Temporal and Spatial Variations in Transcriptional Patterns among Closely Related Marine Microbial Taxa

Irina N Shilova1, Julie Robidart2, Edward DeLong3 and Jonathan P Zehr1, (1)University of California Santa Cruz, Ocean Sciences, Santa Cruz, CA, United States, (2)National Oceanographic Centre, Southampton, United Kingdom, (3)University of Hawaiʻi at Mānoa, Department of Oceanography, School of Ocean and Earth Science and Technology, Honolulu, HI, United States
Abstract:
Marine microbial communities are complex, and even closely related marine microbial populations are genetically and physiologically diverse. Despite such great diversity, conserved and highly synchronized rhythmic transcriptional patterns have been observed in microbial communities worldwide. The current widely used approaches analyzing high-throughput sequence data from microbiomes are not designed to differentiate transcription at strain or ecotype level. We used a novel MicroArray-inspired Gene-Centric (MAGC) bioinformatics approach to discern daily transcription by individual strains in previously analyzed metatranscriptomes from two oceanic regions, California Current System and central North Pacific.

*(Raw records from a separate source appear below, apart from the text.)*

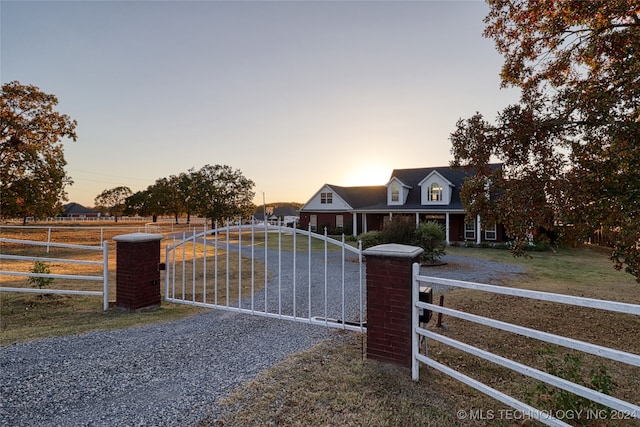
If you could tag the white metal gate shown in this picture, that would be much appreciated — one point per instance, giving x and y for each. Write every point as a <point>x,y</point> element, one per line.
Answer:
<point>272,271</point>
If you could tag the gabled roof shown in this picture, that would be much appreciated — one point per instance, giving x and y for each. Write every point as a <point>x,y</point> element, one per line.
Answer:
<point>285,211</point>
<point>77,209</point>
<point>374,198</point>
<point>359,197</point>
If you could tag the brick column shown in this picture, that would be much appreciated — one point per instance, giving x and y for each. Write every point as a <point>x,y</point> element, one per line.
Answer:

The results demonstrated that marine microbial taxa (within cyanobacteria Prochlorococcus and Synechococcus, Alphaproteobacterium Pelagibacter and picoeukaryote Ostreococcus) have unique transcription patterns and respond differentially to variability in space and time in the ocean. For example, the timing of maximum transcription for the photosynthesis and pigments genes varied among Synechococcus strains in the California Current study, likely for optimizing light utilization based on their differences in genetics and physiology. While several Prochlorococcus genotypes were present in the North Pacific study, transcription of the phosphate transporter gene, pstS, in specific genotypes was negatively correlated with phosphate concentrations. These individual transcriptional patterns underlie whole microbial community responses and may be sensitive indicators of environmental conditions, including those associated with long-term environmental change. The MAGC applied here to ocean ecosystems is a promising complementary approach that can enhance the ability to analyze metatranscriptomic data from a variety of environmental microbiomes.